Closure of China labour camps brings little solace to former prisoners in Chongqing

For Ren Jianyu and others like him, the abolition of the notorious system of re-education through labour, or laojiao, is no cause for celebration.
As the country welcomed the end of the half-century-old system announced by leaders as the Communist Party’s third plenum wrapped in Beijing last week, there was little joy for many victims still rebuilding their lives.
“The municipal government still thinks people like me are the major targets of ‘stability maintenance’,” said Ren, a labour camp victim from Chongqing who is now an online retailer, referring to the state internal security system to counter dissent and civil unrest.
“Most of our lives have been ripped apart by our time in the camps,” Ren said.

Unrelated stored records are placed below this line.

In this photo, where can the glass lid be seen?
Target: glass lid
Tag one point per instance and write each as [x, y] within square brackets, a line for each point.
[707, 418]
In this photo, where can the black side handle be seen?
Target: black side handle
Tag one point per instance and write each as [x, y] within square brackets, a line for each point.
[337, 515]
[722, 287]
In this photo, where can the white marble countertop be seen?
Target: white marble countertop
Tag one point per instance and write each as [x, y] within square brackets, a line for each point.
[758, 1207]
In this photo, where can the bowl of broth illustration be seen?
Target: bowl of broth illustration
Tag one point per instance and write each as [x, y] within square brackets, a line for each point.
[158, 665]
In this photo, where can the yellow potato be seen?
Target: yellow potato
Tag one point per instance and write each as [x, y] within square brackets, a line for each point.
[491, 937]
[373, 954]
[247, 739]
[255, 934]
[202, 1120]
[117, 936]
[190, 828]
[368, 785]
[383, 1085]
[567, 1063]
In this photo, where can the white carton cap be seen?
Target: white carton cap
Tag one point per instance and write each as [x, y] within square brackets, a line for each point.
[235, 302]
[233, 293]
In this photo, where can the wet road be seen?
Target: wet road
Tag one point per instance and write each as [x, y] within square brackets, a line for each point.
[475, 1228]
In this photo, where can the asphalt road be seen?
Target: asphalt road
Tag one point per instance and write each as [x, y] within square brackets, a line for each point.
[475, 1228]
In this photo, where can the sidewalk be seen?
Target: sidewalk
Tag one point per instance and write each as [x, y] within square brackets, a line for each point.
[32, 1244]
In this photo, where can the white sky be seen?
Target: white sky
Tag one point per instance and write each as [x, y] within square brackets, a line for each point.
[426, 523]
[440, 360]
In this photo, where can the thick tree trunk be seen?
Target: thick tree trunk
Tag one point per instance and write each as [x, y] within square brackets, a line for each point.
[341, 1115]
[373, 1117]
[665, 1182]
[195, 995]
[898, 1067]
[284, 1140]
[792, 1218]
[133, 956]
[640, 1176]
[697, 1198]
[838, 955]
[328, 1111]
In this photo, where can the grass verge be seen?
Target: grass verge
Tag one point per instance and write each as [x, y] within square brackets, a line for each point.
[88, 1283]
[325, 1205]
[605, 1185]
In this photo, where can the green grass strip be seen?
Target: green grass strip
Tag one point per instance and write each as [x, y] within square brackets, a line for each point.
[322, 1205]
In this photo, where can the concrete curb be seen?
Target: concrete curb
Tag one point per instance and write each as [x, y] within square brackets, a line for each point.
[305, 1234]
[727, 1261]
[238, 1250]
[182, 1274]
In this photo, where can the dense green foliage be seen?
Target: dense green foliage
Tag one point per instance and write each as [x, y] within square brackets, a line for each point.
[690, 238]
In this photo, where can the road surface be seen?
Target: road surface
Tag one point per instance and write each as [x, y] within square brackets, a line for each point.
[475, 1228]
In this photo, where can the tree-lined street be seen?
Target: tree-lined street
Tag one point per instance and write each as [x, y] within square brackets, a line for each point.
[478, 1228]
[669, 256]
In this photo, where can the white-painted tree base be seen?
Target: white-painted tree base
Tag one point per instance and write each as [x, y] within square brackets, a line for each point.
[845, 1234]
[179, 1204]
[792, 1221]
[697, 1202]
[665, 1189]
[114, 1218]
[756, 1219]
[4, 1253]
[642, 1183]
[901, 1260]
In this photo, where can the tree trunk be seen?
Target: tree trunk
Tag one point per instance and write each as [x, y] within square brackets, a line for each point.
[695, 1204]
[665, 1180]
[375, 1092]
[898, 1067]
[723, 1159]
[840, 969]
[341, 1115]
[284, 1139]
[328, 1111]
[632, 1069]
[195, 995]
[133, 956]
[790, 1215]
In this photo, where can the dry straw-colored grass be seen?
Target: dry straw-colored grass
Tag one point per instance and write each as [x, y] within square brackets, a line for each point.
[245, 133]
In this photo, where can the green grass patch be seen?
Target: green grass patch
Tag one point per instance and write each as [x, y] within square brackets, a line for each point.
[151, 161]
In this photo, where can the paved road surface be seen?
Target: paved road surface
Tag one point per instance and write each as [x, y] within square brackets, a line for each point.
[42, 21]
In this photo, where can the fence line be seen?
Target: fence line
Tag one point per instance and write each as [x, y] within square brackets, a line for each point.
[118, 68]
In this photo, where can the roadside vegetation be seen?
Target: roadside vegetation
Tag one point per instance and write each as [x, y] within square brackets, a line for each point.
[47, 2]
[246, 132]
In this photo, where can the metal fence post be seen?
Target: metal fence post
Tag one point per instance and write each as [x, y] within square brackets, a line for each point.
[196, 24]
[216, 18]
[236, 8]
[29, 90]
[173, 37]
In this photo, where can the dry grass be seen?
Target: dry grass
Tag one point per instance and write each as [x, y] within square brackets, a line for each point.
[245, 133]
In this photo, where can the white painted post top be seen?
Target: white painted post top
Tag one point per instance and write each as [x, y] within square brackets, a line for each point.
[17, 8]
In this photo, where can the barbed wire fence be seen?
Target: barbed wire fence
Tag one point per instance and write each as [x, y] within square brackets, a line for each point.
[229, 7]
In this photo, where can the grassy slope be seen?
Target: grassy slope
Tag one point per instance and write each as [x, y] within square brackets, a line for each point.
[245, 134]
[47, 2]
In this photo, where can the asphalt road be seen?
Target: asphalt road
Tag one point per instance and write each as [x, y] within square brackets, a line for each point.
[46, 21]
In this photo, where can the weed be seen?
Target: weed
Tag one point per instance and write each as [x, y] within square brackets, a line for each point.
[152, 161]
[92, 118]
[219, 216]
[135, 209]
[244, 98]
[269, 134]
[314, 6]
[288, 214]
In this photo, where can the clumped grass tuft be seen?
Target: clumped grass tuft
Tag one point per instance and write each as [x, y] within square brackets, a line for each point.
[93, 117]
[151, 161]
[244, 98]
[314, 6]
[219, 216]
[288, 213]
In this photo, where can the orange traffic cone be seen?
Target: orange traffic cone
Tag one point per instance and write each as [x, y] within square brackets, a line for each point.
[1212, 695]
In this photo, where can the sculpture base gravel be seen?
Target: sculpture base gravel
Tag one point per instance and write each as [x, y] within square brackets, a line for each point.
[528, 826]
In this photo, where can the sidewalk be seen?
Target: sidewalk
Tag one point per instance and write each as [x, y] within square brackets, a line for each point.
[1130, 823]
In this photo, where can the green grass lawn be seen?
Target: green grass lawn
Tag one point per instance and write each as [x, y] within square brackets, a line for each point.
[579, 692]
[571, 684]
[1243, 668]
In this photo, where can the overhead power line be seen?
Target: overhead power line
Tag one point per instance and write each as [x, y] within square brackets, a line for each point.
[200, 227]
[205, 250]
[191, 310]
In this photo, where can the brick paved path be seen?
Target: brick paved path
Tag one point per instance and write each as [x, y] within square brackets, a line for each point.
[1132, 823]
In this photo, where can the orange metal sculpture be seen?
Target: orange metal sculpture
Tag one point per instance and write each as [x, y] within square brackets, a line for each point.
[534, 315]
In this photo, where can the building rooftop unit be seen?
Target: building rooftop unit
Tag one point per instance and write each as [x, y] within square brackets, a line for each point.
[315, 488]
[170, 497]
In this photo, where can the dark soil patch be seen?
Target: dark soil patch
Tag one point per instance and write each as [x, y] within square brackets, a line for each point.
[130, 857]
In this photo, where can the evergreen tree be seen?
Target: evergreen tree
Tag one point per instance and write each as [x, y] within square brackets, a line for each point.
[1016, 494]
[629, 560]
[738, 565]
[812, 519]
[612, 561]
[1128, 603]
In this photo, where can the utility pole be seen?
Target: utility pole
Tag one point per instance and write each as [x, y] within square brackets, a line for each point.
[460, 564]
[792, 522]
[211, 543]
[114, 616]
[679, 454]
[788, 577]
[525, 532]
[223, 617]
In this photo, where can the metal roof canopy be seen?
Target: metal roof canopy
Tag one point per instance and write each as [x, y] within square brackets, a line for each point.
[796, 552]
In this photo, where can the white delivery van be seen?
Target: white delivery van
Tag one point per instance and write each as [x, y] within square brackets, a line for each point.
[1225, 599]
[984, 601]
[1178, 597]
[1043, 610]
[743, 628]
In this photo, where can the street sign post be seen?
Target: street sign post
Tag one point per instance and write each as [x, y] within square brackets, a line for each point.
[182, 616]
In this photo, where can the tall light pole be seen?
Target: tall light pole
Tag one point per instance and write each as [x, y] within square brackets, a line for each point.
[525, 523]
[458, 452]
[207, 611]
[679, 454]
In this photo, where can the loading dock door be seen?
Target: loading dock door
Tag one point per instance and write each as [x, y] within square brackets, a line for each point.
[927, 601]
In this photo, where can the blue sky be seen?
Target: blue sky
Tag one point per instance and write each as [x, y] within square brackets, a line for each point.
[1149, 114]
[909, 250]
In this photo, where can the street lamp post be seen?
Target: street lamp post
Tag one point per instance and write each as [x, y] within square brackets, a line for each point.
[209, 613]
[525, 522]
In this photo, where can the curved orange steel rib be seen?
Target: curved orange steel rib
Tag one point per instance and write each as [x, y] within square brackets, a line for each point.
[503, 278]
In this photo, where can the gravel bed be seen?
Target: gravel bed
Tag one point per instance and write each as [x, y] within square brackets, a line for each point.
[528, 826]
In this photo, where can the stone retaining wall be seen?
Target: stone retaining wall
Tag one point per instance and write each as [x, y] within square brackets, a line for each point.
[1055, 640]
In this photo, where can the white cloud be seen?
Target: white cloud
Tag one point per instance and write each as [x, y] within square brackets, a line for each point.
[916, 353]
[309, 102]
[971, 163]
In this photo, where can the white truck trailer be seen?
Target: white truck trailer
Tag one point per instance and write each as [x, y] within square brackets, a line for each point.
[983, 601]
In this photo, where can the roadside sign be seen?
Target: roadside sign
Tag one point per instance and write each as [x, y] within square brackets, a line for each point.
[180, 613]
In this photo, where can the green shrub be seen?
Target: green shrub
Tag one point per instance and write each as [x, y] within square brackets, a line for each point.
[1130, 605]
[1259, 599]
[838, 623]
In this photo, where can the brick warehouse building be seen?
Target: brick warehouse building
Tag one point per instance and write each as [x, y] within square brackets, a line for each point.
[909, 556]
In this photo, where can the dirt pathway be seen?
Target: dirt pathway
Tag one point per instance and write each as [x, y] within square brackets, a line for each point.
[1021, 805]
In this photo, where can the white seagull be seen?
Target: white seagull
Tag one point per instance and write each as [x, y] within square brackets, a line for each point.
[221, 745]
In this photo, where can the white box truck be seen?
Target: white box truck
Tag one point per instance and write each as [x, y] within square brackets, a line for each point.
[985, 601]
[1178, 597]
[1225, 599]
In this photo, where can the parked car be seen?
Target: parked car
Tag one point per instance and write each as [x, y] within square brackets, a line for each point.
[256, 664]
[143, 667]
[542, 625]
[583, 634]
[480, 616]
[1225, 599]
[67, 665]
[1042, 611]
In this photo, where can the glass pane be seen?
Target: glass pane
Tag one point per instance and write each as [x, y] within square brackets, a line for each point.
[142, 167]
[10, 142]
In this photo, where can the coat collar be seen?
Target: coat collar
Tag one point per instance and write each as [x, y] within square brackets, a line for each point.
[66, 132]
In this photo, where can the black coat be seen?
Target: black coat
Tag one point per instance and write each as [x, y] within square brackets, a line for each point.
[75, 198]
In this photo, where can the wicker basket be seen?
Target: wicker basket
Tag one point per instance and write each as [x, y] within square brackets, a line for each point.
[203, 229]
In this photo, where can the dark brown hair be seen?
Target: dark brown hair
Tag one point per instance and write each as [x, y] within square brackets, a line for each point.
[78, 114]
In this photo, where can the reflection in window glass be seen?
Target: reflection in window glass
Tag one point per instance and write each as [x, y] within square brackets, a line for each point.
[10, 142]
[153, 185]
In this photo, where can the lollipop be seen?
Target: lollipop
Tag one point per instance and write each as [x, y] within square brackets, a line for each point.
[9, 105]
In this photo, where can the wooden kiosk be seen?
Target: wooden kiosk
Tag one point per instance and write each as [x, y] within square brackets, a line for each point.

To their friends, 26-year-old Ren and his girlfriend were high school sweethearts who developed committed relationship. Both graduated from university and had stable jobs – Ren as a village official and his girlfriend a school teacher. So when their lives exploded on August 18, 2011, no one could quite believe it.
On that summer day, Ren was sent without trial to a Chongqing labour camp for posting “subversive” microblog comments including on about “dedicating” himself to “the realisation of democracy”. Police found him guilty based on the evidence of a T-shirt found in his closet with a slogan coined by the 18th century American “founding father” Patrick Henry: “Give me liberty or give me death.”